Beyond libraries, the “make
available” interpretation is naturally popular among filesharing plaintiffs: it means that uploading a file to a shared
locker or putting it in a peer-to-peer share folder can be unlawful distribution
even if no one else ever downloads it. The
Diversey court claimed that it “need
not delve into the file-sharing issue” because its facts were about libraries
lending books to the public, and the statute specifically lists lending. But the same distribution right applies to
both books offered at libraries and music shared online, and the court’s
reasoning seems to clearly apply to both.
This emergence of a “make available”
right expands liability in two directions, as more behaviors become unlawful
distribution, and more peripheral participants become potential defendants. One major harm of this expansion is the
uncertainty it creates. For example, linking
to or embedding an image on a webpage does not infringe the display right, but determining
whether it makes the image “available” will probably require litigation. And broadening direct liability to include
“making available” will naturally expand the range of defendants facing
possible secondary liability.
Finally, the “make
available” right also makes proving infringement easier because plaintiffs need
not show that any member of the public actually accessed the work.
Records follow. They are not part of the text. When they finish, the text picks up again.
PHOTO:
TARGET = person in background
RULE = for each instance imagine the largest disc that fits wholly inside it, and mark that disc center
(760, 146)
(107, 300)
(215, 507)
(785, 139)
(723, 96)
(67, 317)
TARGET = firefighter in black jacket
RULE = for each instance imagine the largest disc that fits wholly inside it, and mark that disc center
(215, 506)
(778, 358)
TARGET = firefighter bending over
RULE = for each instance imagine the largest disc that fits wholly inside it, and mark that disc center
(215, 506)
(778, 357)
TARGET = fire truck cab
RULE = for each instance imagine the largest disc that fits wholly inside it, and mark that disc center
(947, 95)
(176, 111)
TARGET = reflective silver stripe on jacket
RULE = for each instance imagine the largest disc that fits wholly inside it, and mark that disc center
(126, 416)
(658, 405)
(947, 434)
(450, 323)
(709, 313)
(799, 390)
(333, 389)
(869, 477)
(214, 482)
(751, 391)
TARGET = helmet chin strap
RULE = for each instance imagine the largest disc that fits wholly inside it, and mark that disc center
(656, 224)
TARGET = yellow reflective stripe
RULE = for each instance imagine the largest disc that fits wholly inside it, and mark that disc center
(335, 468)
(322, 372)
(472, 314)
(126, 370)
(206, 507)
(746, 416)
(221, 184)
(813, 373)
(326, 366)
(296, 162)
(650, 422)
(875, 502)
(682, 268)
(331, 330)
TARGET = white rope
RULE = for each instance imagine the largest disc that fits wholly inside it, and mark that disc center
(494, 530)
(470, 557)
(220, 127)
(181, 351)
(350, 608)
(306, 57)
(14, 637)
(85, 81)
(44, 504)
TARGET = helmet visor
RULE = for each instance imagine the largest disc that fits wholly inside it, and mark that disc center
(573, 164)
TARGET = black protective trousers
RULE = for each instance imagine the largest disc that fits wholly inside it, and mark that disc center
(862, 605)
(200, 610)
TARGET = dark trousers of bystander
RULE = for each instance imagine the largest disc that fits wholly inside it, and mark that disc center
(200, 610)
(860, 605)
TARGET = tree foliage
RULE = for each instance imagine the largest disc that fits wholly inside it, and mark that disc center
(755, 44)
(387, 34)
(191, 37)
A majority of courts, including the Tenth
Circuit in Diversey, do not allow
plaintiffs to sue for the “continuing wrong” of an unlawful copy’s existence more
than three years after the plaintiff learns of the copying, but allowing
plaintiffs to sue because the defendant began passively making the work
available somewhere avoids this reasonable limitation. Whether it is possible to put the genie back
in the bottle and cease making a work available to the public, especially
online, is hard to say.
The Copyright Act already
grants copyright owners a broad range of exclusive rights, including the right
to reproduce the work, distribute copies of it to the public, and publicly
perform or display it. Diversey signals a concerning expansion
in the scope of the current distribution right that will make it riskier and
more burdensome for libraries to continue performing their important social
functions—and that, if unchecked, could be applied in other contexts to
unnecessarily expand the scope of liability for copyright infringement. As the House Judiciary Committee considers
whether to add a new “make available” right to the Copyright Act, it should
seek to curb, not encourage, this expansion.